Professor Richard Cowling of the Nelson
Mandela Metropolitan University.
(Image: NMMU)
Janine Erasmus
South African botanist Richard Cowling, research professor at the Nelson Mandela Metropolitan University’s School of Botany, has been admitted to the renowned US National Academy of Sciences (NAS). Cowling is one of 350 non-Americans ever to be granted this honour, only three of which – including himself – are South African.
The US National Academy of Sciences was established in 1863 by then president Abraham Lincoln. The academy’s function is to investigate and advise the government on topics involving science or art, and is one of four such national bodies. The other three focus on medicine, research and engineering and were all established much later, in the 20th century.
Cowling joins South African botanist and medical researcher Walter Marasas, who was admitted to the NAS in 2007, and celebrated anthropologist Philip Tobias who was admitted in 1987. Admission to the NAS takes place through a nomination and election process, during which the nominee’s notable achievements are scrutinised, and is considered one of the highest honours that can be granted to a scientist or engineer.
Cowling is one of 18 foreign associates from nine countries who were recognised in 2008 for ongoing achievement in original research. The other associates are from Ethiopia, France, Israel, Mexico, United Kingdom, Australia, Austria and Canada. Paleoanthropologist Dr Bertane Asfaw of the privately run Rift Valley Research Service is the only other new member from Africa.

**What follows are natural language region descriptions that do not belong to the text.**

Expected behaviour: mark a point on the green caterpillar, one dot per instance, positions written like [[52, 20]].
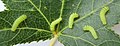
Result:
[[91, 29], [54, 23], [18, 21], [71, 19], [102, 14]]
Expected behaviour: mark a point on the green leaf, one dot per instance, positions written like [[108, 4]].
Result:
[[42, 12]]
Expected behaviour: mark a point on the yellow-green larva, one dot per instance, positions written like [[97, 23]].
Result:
[[55, 22], [71, 19], [90, 29], [18, 21], [102, 14]]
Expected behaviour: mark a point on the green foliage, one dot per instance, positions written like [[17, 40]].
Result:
[[40, 13]]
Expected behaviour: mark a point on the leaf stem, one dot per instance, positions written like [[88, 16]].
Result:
[[39, 11]]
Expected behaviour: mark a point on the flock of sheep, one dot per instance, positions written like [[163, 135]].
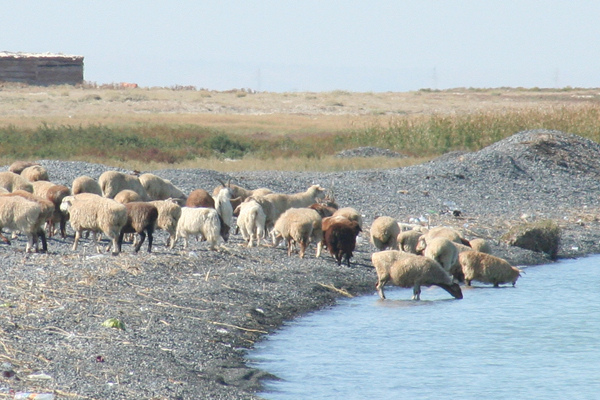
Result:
[[119, 204]]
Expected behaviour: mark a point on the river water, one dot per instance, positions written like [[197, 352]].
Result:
[[539, 340]]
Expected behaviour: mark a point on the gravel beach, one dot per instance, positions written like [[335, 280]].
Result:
[[191, 315]]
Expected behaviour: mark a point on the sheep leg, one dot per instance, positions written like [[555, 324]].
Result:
[[142, 237]]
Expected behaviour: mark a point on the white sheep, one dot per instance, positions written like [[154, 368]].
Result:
[[89, 212], [351, 214], [85, 184], [112, 182], [35, 173], [485, 268], [481, 245], [169, 213], [293, 227], [384, 233], [11, 182], [251, 221], [409, 270], [161, 189], [22, 215], [408, 240], [196, 221], [439, 249]]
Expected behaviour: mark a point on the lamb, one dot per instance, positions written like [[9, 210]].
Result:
[[340, 238], [140, 217], [18, 166], [485, 268], [351, 214], [439, 249], [409, 270], [384, 233], [169, 213], [251, 221], [481, 245], [408, 241], [20, 214], [85, 184], [161, 189], [199, 220], [294, 227], [127, 196], [200, 198], [97, 214], [35, 173], [112, 182], [11, 182]]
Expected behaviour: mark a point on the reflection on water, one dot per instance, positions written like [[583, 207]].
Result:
[[538, 340]]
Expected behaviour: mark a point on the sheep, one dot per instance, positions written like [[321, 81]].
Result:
[[384, 233], [46, 208], [161, 189], [439, 249], [169, 213], [56, 194], [408, 241], [20, 214], [199, 220], [112, 182], [283, 202], [340, 238], [225, 211], [97, 214], [35, 173], [251, 221], [85, 184], [351, 214], [409, 270], [294, 227], [127, 196], [485, 268], [18, 166], [140, 217], [11, 182], [200, 198], [481, 245]]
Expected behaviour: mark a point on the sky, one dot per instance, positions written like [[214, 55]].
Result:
[[316, 45]]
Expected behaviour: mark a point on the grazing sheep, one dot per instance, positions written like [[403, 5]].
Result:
[[384, 233], [161, 189], [127, 196], [409, 270], [141, 219], [35, 173], [22, 215], [485, 268], [85, 184], [200, 198], [56, 193], [199, 220], [294, 227], [351, 214], [112, 182], [340, 238], [439, 249], [408, 241], [481, 245], [11, 182], [169, 213], [97, 214], [251, 221], [18, 166]]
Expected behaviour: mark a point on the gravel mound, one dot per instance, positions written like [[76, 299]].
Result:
[[191, 315]]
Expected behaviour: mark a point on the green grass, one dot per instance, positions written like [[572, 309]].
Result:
[[424, 136]]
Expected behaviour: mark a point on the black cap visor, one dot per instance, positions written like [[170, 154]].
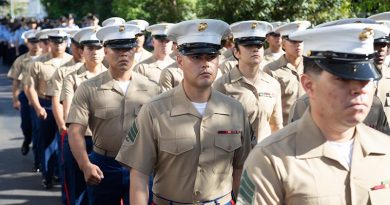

SA home to cutting-edge science
With more than 170 Nobel laureates among the 2 100 American and 350 non-American members, Cowling is in distinguished company. The botanist was nominated by leading US environmentalist Prof Peter Raven, who described him as “the foremost researcher in the world’s most species-rich and threatened ecosystems”. South Africa is well known for its biological diversity, which offers a wealth of scientific opportunities.
The appointment has delighted the local scientific fraternity, and Cowling himself said, “It’s fantastic for my own sense of achievement but more so because it indicates that despite all the doom and gloom around we have the infrastructure and the opportunity here in South Africa to do cutting-edge science. Like the arts, science is a good barometer of the health of a country, I think.”
One of only a handful of South African botanists given an A-rating in terms of work quality by the National Research Foundation, Cowling praised the foundation and the Nelson Mandela Metropolitan University for their support, saying that it played an important role in his achievements. A-rated scientists are “unequivocally recognised by their peers as leading international scholars in their field for the high quality and impact of their recent research outputs”, according to the National Research Foundation.
A multi-award-winning scientist with over 400 published papers and several botanical books to his name, Cowling has been honoured at home and internationally by bodies as diverse as the US-based Society for Conservation Biology, the UK-based World Innovation Foundation, the South African Association of Botanists and the National Research Foundation. He has worked on a number of advisory committees, belongs to many professional, academic and civic societies, and has presented botanical papers at local and international conferences.
His main research interest is conservation assessment, planning and implementation in terrestrial, freshwater and marine ecosystems.